The fact that 10 is seemingly unaffected is telling. #2 seems very unlikely, because it suggests new conditional logic was added and not tested. #3 seems unlikely because I can't understand why the binaries would be different anyway. #1 seems unusual because it suggests there's no canonical source of truth for the code, which feels very unlikely for bitlocker of all things (where you want everything speaking the same language).

If there's any benign explanation, I suspect it's likely due to incompetence. This feels like such a strange problem to have. I suspect the follow-ups you suggest are going to happen very soon and we'll know more.

[solenoid0937]

The author says he is able to use a similar vuln to bypass the PIN requirement.

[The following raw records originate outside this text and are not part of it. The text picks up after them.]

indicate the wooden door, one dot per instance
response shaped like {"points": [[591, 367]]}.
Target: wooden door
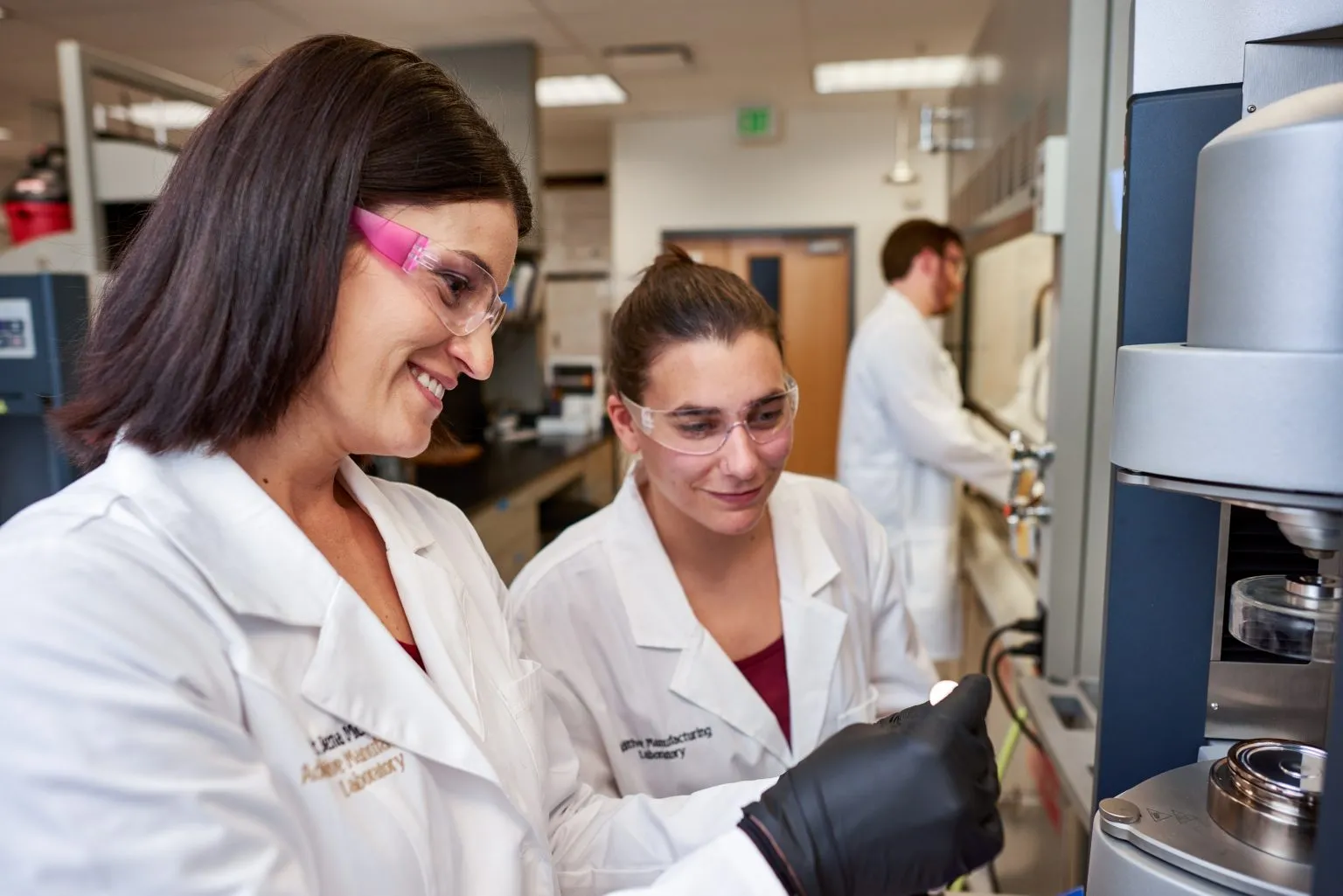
{"points": [[807, 281]]}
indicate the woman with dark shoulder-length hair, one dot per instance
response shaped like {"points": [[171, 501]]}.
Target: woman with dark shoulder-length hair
{"points": [[759, 610], [234, 663]]}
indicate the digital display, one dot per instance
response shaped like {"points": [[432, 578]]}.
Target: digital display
{"points": [[17, 337]]}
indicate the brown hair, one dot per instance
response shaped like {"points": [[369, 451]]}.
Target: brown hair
{"points": [[223, 304], [907, 240], [681, 301]]}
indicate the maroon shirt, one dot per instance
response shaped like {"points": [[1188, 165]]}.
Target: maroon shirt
{"points": [[414, 650], [769, 675]]}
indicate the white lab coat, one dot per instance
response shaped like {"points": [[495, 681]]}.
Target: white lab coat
{"points": [[193, 701], [1029, 406], [653, 703], [904, 441]]}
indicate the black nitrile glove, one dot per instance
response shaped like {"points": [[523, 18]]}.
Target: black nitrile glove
{"points": [[894, 808]]}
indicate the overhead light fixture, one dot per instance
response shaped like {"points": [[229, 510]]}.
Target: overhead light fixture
{"points": [[649, 57], [901, 174], [579, 90], [914, 73], [173, 115]]}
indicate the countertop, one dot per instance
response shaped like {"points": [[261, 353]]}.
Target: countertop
{"points": [[503, 469]]}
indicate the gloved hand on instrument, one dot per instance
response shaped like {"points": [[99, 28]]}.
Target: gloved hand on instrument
{"points": [[899, 806]]}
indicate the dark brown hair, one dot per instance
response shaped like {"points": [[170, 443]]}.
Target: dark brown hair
{"points": [[679, 301], [222, 305], [908, 240]]}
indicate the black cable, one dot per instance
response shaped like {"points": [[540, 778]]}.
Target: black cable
{"points": [[1012, 705], [992, 879], [1024, 625]]}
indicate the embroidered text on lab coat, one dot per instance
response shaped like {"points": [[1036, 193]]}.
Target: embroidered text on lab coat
{"points": [[664, 747]]}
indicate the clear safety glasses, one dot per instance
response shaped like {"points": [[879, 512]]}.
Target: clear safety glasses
{"points": [[704, 430], [461, 292]]}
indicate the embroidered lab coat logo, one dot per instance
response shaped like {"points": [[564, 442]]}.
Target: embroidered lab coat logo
{"points": [[664, 747], [352, 766]]}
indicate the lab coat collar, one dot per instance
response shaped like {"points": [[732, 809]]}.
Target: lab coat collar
{"points": [[813, 628], [250, 552], [260, 563], [645, 578]]}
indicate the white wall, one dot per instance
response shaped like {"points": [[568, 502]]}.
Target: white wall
{"points": [[692, 174]]}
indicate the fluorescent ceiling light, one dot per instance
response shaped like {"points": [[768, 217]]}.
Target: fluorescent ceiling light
{"points": [[175, 115], [579, 90], [916, 73], [649, 57]]}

Most certainly a backdoor if true.

[bri3d]

I discussed this at length in the last thread: https://news.ycombinator.com/item?id=48137059

We know how PIN-locked BitLocker works, and it requires unwrapping using a key sealed behind a TPM PIN policy and stretching it using the PIN itself. So we can deduce that this would require that:

* The attacker was able to bypass the TPM PIN sealing policy _and_ brute-force the stretching applied to the decrypted key. Brute-forcing the stretch is plausible on a "lots of expensive stuff" timeline but not an easy attack. Bypassing TPM PIN policy across multiple platforms would be something quite incredible. Given that TPMs are implemented by multiple vendors across multiple fundamental architectural approaches, and aren't based on a universal reference implementation, it would be rather bizarre to find a mistake in many or all of them.

* There is a secret volume key stored on a volume which can be decrypted by another mechanism. This would be a backdoor, but seems vanishingly unlikely given the amount of research which has been applied against BitLocker historically.

* The attacker is at some point able to inject something which allows them to observe the victim applying the PIN. There could be an attack here but it isn't nearly as interesting.

[ChocolateGod]

> Most certainly a backdoor if true

If Microsoft wanted a backdoor they don't need to put it in the WinRE environment. They can sign payloads that will pass the TPM and unlock bitlocker, without needing to store anything on your disk.

[ranger_danger]

Except with TPM+PIN, the TPM itself is verifying the PIN before unsealing any keys... so something else must be going on if they're telling the truth about a PIN exploit.

Maybe their alleged exploit doesn't work on a cold boot or has some other non-standard situation.

[866-RON-0-FEZ]

This is the most succinct, plain-English explanation I've seen to date. Thank you for posting this.